Oh ! Combien la Providence fut sage quand elle assigna une si courte carrière dans cette vie ! Quel homme put se flatter d’entraîner avec lui quelques souvenirs de sa jeunesse si elle avait été plus prodigue le jour !
Après avoir erré dans un cercle vide sans fin, recherchant des sensations toujours nouvelles, il arriverait seul au terme et, jetant un dernier regard éteint sur la scène obscure et confuse du passé, il y rechercherait inutilement une des émotions de son premier âge : il aurait tout oublié ! Tout !
Jusqu’au premier baiser de sa bien-aimée,
Jusqu’aux cheveux blancs de son père…
Livre premier
Tout est éphémère,
Et le fait de se souvenir
Et l’objet dont on se souvient…
Marc Aurèle
Alep, 1740 ?
Mes aïeux venaient sans doute de Palestine, mais presque personne ne s’en souvenait ; ils s’installèrent à Rawsky vers 1746 en Glacie, région anciennement située en Europe centrale au nord des Carpates, dans les lointains environs de Cracovie.
Krakow, ville polonaise importante dont la bibliothèque est reconnue comme étant une des plus fournies et des plus anciennes. Elle est, probablement, encore dirigée par une cousine de notre famille.
Arrivé dans la contrée, chaque foyer reçut (?) une petite maison construite en bois et quelques ares de terrain de culture.
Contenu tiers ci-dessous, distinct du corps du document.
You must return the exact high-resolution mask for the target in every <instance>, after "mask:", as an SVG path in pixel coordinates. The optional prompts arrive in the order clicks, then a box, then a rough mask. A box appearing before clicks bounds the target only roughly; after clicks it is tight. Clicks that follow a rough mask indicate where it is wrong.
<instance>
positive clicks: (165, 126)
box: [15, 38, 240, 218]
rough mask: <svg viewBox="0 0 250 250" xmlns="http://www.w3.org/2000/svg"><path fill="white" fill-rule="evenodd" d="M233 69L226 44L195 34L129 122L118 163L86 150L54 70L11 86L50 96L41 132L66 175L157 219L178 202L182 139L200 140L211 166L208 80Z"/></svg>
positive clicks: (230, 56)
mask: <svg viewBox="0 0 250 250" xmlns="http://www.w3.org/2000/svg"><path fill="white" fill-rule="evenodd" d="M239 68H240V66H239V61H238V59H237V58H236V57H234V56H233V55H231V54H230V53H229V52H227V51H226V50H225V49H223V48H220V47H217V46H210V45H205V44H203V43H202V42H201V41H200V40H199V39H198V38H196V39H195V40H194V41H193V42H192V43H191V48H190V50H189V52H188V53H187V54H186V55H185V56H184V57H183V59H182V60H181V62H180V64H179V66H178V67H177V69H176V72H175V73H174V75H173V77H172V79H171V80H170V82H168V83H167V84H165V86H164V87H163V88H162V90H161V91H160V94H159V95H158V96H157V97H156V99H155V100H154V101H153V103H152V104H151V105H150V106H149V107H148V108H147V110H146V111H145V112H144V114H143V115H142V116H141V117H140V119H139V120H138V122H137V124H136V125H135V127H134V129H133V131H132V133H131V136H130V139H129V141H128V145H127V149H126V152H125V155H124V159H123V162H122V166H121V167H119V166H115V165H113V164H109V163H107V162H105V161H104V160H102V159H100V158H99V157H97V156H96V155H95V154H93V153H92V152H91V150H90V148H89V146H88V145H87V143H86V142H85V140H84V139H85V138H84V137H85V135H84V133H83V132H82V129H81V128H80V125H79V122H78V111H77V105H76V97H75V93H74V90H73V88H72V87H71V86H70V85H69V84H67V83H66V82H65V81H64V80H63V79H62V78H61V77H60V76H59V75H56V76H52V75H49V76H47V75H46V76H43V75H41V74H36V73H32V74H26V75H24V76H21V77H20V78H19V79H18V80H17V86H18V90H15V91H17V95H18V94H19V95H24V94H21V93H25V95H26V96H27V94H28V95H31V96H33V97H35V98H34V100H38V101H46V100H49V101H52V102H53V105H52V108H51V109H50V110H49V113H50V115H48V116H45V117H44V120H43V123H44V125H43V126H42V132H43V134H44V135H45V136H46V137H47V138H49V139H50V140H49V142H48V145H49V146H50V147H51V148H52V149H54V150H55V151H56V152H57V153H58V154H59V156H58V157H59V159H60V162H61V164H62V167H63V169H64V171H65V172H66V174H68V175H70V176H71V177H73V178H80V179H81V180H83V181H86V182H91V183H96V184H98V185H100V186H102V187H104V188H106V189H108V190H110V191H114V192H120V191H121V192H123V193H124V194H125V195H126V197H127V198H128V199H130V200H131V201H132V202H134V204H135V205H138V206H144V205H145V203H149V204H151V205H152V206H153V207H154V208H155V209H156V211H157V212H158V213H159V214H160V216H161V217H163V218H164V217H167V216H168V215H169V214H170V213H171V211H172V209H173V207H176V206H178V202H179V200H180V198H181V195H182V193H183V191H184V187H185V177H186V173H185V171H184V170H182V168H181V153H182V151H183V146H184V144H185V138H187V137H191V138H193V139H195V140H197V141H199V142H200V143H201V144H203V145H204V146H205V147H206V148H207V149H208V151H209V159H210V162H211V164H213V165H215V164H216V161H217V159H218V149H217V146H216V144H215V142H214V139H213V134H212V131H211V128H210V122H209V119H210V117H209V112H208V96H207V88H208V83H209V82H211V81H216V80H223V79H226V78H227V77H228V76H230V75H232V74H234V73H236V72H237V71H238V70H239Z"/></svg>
Chaque propriétaire devait payer une redevance qui était, disait mon père, le quart de l’éventuelle récolte. La vie dans ce pays n’était pas folâtre ; l’été y était aussi chaud qu’en Palestine, mais l’hiver était tout simplement intenable. Parfois, racontait-il, la neige atteignait la hauteur de toit et ceux-ci s’effondraient bien souvent ; ce qui amenait dans la maison des proches, des hôtes inattendus. Le ravitaillement, déjà maigre, devenait alors inexistant. Combien sont morts de froid et de faim dans ces pauvres masures ?
Ils avaient tant de fois reproché au rabbin d’avoir choisi un endroit pareil.